The new shipping system continues to be a work in progress. “One of the neat things about this ToolBox system is that once our people became accustomed to all of the smaller intricacies, they have come up with ideas on making one small programming change to improve the result that we get either on the way we are entering data or the way we’re receiving it. ToolBox takes those suggestions, and it always responds positively,” he noted.
ToolBox also reviews logs to determine how the system is being used and works with Pan-O-Gold to make changes such as creating “exception reports” that track how shippers may slightly adjust orders online if they are replacing a damaged product before it’s loaded and distributed.
For the St. Cloud installation, the return on investment was one year. This was mainly achieved through saving time and eliminating errors. Pan-OGold subsequently rolled out ToolBox’s dispoTool system at its Sun Prairie, WI, bakery late last year, and the company is doing research to determine whether it should install the software at its smaller Fargo, ND, operation.
“We do some interplant exchanges, and if we have all three plants on the dispoTool, we can put the orders together in one plant and that order electronically transfers in the system to the other plants.

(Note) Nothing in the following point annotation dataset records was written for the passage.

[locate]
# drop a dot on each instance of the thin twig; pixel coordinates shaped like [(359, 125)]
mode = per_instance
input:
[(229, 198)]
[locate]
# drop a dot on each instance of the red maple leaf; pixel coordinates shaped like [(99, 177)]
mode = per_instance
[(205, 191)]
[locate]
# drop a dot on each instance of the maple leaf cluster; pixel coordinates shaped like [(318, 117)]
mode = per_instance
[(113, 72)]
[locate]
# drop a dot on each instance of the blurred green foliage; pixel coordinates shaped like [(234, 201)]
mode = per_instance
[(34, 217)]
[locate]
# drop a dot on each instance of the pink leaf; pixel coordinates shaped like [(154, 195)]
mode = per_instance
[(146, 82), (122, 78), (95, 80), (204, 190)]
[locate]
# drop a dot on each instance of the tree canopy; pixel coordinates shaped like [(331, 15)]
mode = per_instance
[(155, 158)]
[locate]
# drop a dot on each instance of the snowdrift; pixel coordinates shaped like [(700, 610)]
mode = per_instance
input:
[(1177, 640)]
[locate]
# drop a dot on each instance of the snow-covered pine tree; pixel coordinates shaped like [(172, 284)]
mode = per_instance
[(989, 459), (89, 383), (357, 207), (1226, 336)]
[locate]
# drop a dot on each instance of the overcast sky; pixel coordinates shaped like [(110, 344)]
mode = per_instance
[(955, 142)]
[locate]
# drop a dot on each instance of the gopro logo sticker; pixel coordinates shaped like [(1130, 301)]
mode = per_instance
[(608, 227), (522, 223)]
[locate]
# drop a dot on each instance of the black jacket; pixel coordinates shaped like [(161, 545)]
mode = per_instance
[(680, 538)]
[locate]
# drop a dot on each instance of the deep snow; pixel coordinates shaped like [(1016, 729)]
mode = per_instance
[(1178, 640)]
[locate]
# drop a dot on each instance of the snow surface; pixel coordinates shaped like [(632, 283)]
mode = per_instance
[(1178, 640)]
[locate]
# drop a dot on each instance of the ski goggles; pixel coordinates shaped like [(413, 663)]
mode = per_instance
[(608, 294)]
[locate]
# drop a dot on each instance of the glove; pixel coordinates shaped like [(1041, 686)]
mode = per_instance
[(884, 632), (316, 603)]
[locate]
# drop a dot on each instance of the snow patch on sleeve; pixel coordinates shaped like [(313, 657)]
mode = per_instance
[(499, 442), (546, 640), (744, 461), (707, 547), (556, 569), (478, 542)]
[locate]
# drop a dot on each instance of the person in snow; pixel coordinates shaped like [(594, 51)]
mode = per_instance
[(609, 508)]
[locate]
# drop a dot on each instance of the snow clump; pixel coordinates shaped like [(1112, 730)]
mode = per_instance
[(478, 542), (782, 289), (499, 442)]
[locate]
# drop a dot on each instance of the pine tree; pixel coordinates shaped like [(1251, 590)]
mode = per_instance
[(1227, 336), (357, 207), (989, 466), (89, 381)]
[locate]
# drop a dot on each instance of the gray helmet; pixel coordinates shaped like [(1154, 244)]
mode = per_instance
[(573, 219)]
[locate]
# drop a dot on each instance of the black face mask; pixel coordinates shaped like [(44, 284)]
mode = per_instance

We don’t have to count, recount and assemble and sort to reassemble later,” he explained. “We’ll only have to handle the product one time instead of the two times that we handle the product now.”
With the technological advances, Mr. Gartland added that the Fargo installation makes sense. “Now that the required computer technology has become so affordable and commonplace and the concept ToolBox uses is so simple to understand, it is definitely worth a look for any manufacturing plant,” he said.